Securing the Weakest Link: Insiders

No longer is a hoodie-wearing malicious hacker the most obvious perpetrator of an inside cyber attack. Massive, high-profile security breaches dominate today’s headlines and consumers are swamped with notifications from organizations entrusted with private and sensitive data.  But, increasingly, I am convinced that security professionals and the majority of security vendors are too focused on the wrong things.   To many, it seems like the hoodie-wearing malicious hacker is the obvious enemy.  We imagine that he (or she) has been waiting for the perfect opportunity to launch that magical zero-day exploit s/he’s been sitting on, just waiting for the perfect moment to strike.  While this type of attack can happen, it isn’t the most common form of an attack that results in a breach; nor is it the biggest risk to your organization.  Let’s look at what defines an “insider.” An insider is any individual who has authorized access to corporate networks, systems or data.

This may include employees, contractors, business partners, auditors or other personnel with a valid reason to access these systems.  Since we are increasingly operating in a connected fashion, businesses are more susceptible to insider threats than ever before.  The volume of critical data in organizations is exploding, causing more information to be available to more staff.  While this can boost productivity, it comes with inherent risks that need to be considered and mitigated, lest that privileged access be used against the organization.   Gain insight into the latest threats and emerging best practices for managing them.

Attend the Security Track at Interop Las Vegas, May 2-6. Register now!  Mitigating risk is all about identifying weak points in the security program.
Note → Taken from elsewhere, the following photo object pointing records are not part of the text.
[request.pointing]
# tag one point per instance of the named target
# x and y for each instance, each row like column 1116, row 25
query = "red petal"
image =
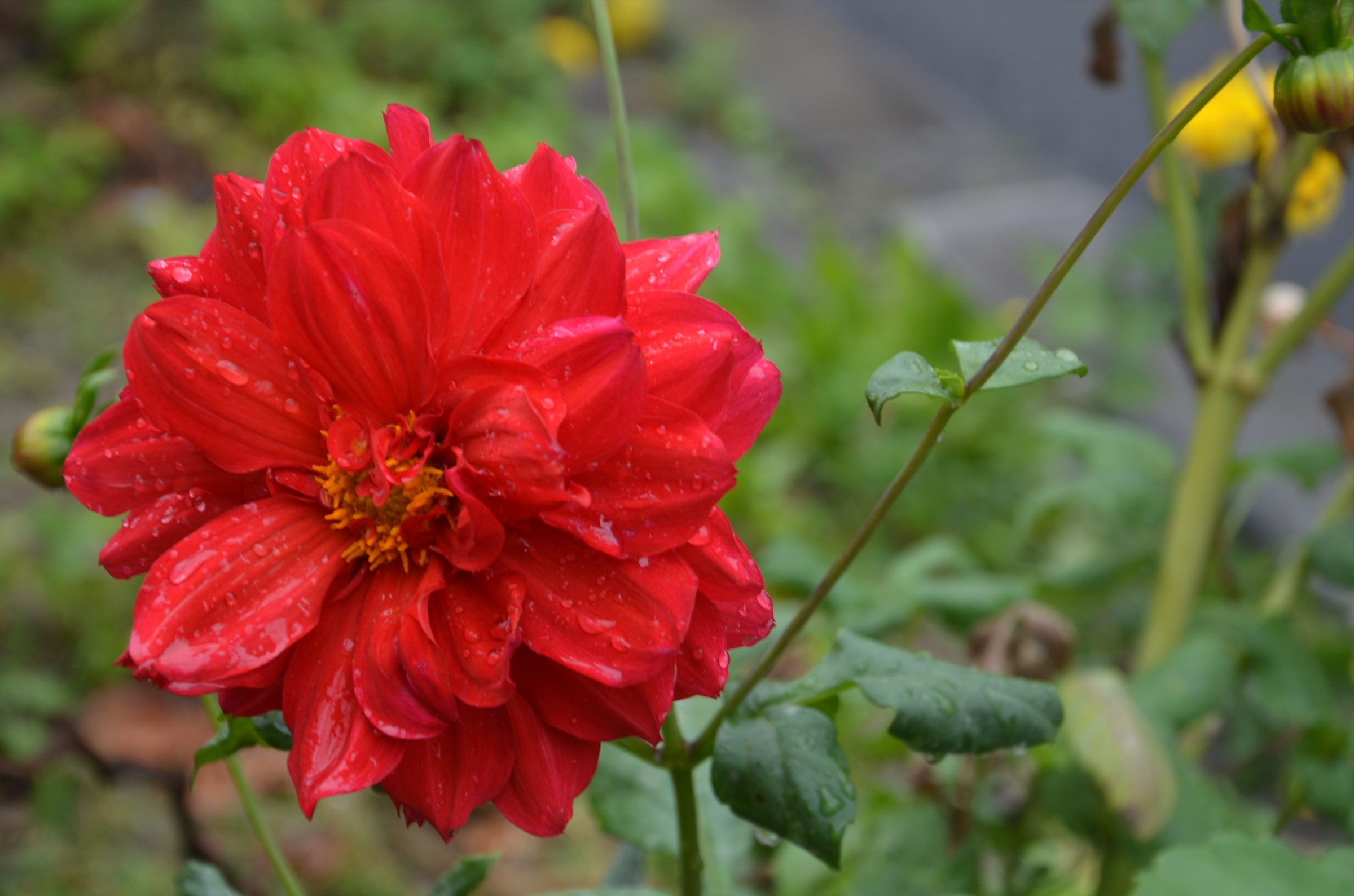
column 378, row 676
column 335, row 748
column 703, row 665
column 654, row 493
column 362, row 191
column 408, row 133
column 153, row 528
column 749, row 409
column 212, row 374
column 590, row 709
column 600, row 373
column 236, row 594
column 550, row 183
column 675, row 263
column 488, row 236
column 695, row 352
column 347, row 302
column 617, row 621
column 443, row 779
column 120, row 462
column 297, row 164
column 552, row 769
column 459, row 641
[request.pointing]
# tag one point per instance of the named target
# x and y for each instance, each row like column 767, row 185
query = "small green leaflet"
column 784, row 772
column 465, row 876
column 1241, row 865
column 201, row 879
column 267, row 730
column 909, row 373
column 942, row 708
column 1030, row 363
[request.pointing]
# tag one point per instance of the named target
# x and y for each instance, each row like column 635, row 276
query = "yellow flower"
column 1317, row 197
column 569, row 44
column 1233, row 129
column 635, row 24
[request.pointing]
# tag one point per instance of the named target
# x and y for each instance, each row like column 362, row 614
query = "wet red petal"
column 654, row 493
column 378, row 676
column 443, row 779
column 335, row 746
column 590, row 709
column 600, row 373
column 552, row 769
column 347, row 302
column 238, row 593
column 674, row 263
column 212, row 374
column 488, row 236
column 617, row 621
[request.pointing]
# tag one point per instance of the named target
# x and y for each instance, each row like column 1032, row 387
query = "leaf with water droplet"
column 784, row 772
column 1028, row 363
column 908, row 373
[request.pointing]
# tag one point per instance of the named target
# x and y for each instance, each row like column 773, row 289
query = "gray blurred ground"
column 973, row 126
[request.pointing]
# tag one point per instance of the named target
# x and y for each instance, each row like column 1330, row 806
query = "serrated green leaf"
column 1155, row 24
column 1333, row 554
column 906, row 373
column 783, row 770
column 1116, row 745
column 942, row 708
column 1030, row 363
column 1247, row 867
column 201, row 879
column 465, row 876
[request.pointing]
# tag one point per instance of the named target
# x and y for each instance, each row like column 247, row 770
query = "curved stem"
column 617, row 99
column 705, row 743
column 1180, row 206
column 254, row 814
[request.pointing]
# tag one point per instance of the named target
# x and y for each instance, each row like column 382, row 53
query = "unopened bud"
column 1280, row 303
column 41, row 445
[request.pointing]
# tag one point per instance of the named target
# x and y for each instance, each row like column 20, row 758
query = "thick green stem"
column 617, row 98
column 1287, row 584
column 705, row 743
column 254, row 814
column 1180, row 206
column 676, row 756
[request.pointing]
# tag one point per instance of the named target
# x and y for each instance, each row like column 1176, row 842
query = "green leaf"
column 906, row 373
column 1190, row 682
column 942, row 708
column 1333, row 554
column 1155, row 24
column 1030, row 363
column 465, row 876
column 783, row 770
column 201, row 879
column 267, row 730
column 1116, row 745
column 1247, row 867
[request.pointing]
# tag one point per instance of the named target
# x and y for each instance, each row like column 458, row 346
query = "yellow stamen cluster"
column 377, row 528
The weakest point in any security program is people; namely, the insider.  Insider threats can be malicious; but more commonly, they are accidental.  Insiders can have ill intent, they can also be manipulated or exploited, or they can simply make a mistake and email a spreadsheet full of client information to the wrong email address.  They can lose laptops or mobile devices with confidential data, or misplace backup tapes.   These types of incidents are real and happen every day.
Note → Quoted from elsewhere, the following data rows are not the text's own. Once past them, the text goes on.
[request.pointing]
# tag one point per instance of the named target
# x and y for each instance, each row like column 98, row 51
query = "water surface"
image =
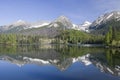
column 58, row 62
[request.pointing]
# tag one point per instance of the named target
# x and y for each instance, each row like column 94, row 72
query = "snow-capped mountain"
column 62, row 22
column 82, row 27
column 105, row 18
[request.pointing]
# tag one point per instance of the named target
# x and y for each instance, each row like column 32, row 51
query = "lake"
column 58, row 62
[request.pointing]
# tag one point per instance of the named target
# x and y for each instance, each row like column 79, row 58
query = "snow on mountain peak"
column 86, row 24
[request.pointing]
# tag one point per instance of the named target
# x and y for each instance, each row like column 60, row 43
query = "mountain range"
column 53, row 28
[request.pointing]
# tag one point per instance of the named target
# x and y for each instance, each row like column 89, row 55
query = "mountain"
column 105, row 18
column 101, row 24
column 62, row 22
column 85, row 26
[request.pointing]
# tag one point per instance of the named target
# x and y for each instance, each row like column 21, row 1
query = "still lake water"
column 58, row 62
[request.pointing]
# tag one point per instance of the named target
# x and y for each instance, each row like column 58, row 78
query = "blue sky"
column 77, row 11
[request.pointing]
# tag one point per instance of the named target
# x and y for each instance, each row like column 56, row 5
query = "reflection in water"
column 106, row 60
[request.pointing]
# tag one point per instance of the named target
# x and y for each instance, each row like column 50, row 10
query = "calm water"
column 58, row 62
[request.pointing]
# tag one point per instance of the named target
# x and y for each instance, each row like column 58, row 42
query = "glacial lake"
column 58, row 62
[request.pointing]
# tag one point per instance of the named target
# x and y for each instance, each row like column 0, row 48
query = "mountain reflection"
column 61, row 56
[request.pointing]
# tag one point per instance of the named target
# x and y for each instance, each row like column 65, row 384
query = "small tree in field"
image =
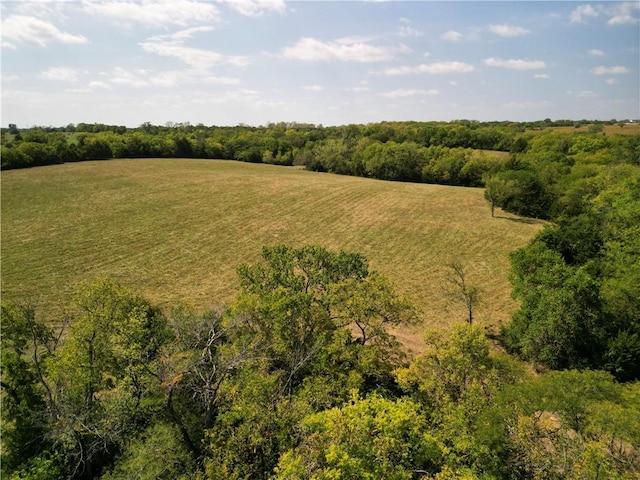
column 461, row 291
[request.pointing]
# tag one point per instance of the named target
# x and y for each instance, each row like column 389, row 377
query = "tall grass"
column 175, row 230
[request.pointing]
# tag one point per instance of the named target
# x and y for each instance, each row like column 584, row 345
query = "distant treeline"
column 526, row 162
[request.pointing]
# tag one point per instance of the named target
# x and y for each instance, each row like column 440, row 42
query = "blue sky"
column 334, row 62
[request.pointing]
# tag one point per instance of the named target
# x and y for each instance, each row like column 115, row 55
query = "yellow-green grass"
column 625, row 129
column 175, row 231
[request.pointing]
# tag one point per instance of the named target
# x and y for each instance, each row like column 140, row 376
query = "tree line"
column 299, row 378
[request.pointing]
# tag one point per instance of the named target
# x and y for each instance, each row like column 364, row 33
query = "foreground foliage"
column 299, row 378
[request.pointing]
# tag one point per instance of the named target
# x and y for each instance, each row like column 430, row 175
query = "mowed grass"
column 174, row 231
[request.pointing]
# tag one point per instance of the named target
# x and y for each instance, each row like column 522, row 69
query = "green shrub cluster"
column 297, row 379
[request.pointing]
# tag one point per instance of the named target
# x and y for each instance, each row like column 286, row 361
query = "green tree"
column 368, row 438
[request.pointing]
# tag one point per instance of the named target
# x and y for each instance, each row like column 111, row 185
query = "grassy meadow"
column 175, row 230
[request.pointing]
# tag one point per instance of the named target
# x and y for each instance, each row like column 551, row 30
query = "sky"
column 231, row 62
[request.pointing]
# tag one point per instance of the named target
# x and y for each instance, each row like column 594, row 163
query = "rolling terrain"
column 175, row 231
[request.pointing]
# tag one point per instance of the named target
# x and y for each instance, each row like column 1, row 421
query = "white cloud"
column 139, row 78
column 515, row 64
column 194, row 57
column 156, row 13
column 182, row 35
column 26, row 29
column 64, row 74
column 431, row 68
column 401, row 93
column 580, row 13
column 256, row 7
column 407, row 31
column 451, row 36
column 508, row 30
column 349, row 49
column 622, row 14
column 526, row 104
column 98, row 84
column 602, row 70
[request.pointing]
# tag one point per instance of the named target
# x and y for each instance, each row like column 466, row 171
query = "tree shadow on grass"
column 529, row 221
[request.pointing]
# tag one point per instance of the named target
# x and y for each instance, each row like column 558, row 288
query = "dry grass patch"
column 175, row 230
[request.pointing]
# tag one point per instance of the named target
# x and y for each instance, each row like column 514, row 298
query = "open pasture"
column 175, row 230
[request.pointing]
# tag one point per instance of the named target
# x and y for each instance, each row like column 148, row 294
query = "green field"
column 175, row 230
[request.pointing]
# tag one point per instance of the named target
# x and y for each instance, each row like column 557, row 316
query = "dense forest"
column 299, row 378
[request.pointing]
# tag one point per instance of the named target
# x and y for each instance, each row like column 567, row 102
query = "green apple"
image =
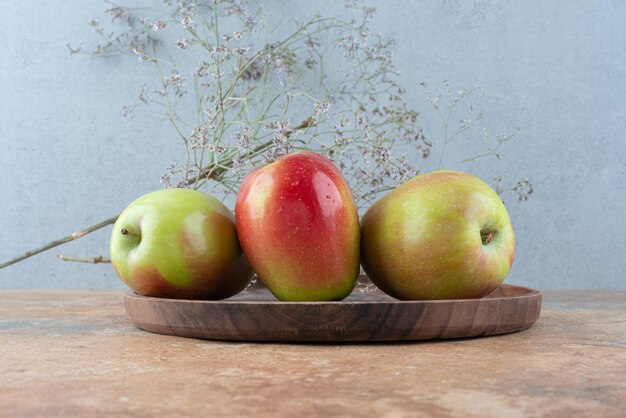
column 441, row 235
column 179, row 243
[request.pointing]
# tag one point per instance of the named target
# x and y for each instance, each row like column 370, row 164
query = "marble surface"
column 74, row 353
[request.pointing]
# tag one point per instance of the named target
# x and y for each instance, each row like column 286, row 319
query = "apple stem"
column 487, row 238
column 125, row 231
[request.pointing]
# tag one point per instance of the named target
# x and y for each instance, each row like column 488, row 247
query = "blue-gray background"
column 557, row 69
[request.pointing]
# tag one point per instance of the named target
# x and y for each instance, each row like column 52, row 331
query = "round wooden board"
column 255, row 315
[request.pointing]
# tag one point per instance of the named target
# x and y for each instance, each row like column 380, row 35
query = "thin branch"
column 91, row 260
column 73, row 236
column 210, row 171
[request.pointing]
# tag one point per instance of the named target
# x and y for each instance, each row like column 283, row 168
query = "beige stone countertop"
column 75, row 353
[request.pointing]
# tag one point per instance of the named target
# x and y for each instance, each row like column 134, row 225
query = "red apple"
column 299, row 228
column 441, row 235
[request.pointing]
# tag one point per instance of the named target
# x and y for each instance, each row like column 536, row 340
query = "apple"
column 179, row 243
column 441, row 235
column 299, row 228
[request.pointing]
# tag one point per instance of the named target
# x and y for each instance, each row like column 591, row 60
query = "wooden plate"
column 255, row 315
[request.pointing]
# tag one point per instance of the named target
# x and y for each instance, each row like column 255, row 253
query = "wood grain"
column 74, row 353
column 255, row 315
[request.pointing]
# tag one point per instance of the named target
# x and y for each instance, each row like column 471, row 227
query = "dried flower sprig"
column 238, row 97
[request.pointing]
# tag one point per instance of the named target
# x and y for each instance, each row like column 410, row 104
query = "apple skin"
column 181, row 244
column 423, row 240
column 299, row 228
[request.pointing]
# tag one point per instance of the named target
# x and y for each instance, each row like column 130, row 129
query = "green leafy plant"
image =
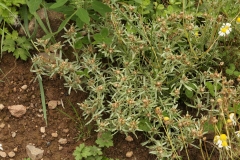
column 231, row 71
column 105, row 139
column 9, row 11
column 19, row 46
column 144, row 72
column 93, row 152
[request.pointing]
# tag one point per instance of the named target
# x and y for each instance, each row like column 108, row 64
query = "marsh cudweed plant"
column 150, row 70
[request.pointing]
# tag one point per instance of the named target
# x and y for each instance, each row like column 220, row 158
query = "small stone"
column 3, row 154
column 34, row 153
column 129, row 154
column 129, row 139
column 24, row 87
column 2, row 125
column 11, row 154
column 54, row 134
column 66, row 130
column 14, row 134
column 62, row 141
column 42, row 129
column 52, row 104
column 1, row 107
column 17, row 110
column 60, row 148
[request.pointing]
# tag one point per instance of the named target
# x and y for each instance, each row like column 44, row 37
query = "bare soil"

They can lead to disastrous results on par with any major, external cyberattack.  Traditionally, these threats are overlooked by most businesses because they are more concerned with the unknown malicious actor than the known staff member or business partner.  Organizations are sometimes reluctant to take the steps necessary to mitigate these threats and share important data through a trusted relationship.

They put little to no emphasis on implementing security controls for insiders. Those of you who believe that you can count on employees as a line of defense in the organization, think again.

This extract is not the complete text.